Nazli Ilıcak is detained by Turkish security officials in April. Photo: AA
ERBIL, Kurdistan Region – Seventeen Turkish journalists suspected of links to the Gülen movement will go before an Istanbul court on Monday for the first time after months behind bars.
The Istanbul Terror and Organized Crime Investigation Bureau prepared an indictment in April in which a prosecutor accused a woman Nazli Ilicak and two brothers, Ahmet Altan and Mehmet Altan, of “attempting to remove the constitutional order” and “committing a crime on behalf of an armed terrorist group without being a member of it, Turkish Hurriyet Daily News reported.

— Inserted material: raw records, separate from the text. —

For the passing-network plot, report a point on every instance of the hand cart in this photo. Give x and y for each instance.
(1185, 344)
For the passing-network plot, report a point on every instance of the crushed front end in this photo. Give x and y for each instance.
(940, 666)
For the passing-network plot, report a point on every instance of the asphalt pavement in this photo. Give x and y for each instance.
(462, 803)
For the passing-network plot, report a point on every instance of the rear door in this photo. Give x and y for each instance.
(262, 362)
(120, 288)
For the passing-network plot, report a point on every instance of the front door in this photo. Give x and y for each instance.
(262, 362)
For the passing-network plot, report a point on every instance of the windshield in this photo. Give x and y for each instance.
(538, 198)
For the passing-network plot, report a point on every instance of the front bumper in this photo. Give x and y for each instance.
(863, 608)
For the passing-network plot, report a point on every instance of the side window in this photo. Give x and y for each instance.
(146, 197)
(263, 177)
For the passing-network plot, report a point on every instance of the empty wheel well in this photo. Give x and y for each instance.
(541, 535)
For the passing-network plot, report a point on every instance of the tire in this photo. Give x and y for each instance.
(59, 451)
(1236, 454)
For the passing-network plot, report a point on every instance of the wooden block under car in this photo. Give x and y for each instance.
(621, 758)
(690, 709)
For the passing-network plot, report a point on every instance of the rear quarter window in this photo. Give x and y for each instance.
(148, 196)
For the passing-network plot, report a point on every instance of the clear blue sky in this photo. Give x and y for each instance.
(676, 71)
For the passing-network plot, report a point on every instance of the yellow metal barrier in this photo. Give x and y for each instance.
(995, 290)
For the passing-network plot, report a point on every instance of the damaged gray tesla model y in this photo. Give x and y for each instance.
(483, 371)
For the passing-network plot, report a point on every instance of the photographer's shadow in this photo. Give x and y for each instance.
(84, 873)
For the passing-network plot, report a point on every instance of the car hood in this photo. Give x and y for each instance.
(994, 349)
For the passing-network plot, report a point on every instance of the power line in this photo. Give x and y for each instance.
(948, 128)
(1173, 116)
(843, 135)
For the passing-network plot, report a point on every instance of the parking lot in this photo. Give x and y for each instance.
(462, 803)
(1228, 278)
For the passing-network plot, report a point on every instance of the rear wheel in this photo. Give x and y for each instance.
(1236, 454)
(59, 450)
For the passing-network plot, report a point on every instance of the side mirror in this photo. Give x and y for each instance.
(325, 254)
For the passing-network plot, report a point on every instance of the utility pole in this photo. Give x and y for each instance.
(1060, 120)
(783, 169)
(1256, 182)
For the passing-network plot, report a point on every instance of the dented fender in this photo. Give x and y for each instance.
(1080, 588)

Turkish President Recep Tayyip Erdogan has accused US-based Hizmet (Service) Movement preacher Fethullah Gülen of orchestrating the failed coup in Turkey on July 16, 2016. The trio are journalists in their sixties and seventies and wrote for Gulenist-linked publications.
The prosecutor sought to charge the people with three aggravated life sentences and up to 15 years in prison. Several other journalists could face up to 22-and-a-half years in prison for “committing a crime on behalf of an armed terrorist group without being a member of it.”
Additionally, Hurriyet wrote the 17 journalists face charges for “attempting to prevent the Turkish parliament from carrying out its duties or completely abolish it” and “attempting to remove the government of the Turkish Republic or prevent it from carrying out its duties”
Reporters Without Borders, an international organization that promotes and defends free press, has reported that 23 journalists, citizen writers and media assistants were killed in Turkey in 2017. It also reported as of Monday there are 368 such workers currently imprisoned awaiting trial.
The Turkish government’s repression of media has been described as the “death of journalism” by Amnesty International, which wrote Turkey accounts for one third of all the imprisoned journalists, media workers and executives globally.
"There is not a single journalist who is under custody in Turkey for writing stories. If there is one, I would like to know who he/she is," the Turkish Anadolu Agency reported Foreign Minister Mevlut Cavusoglu as saying in early February on an official visit to Madrid, Spain. "Those who revealed themselves as journalists have either supported terrorism or terrorist organizations.”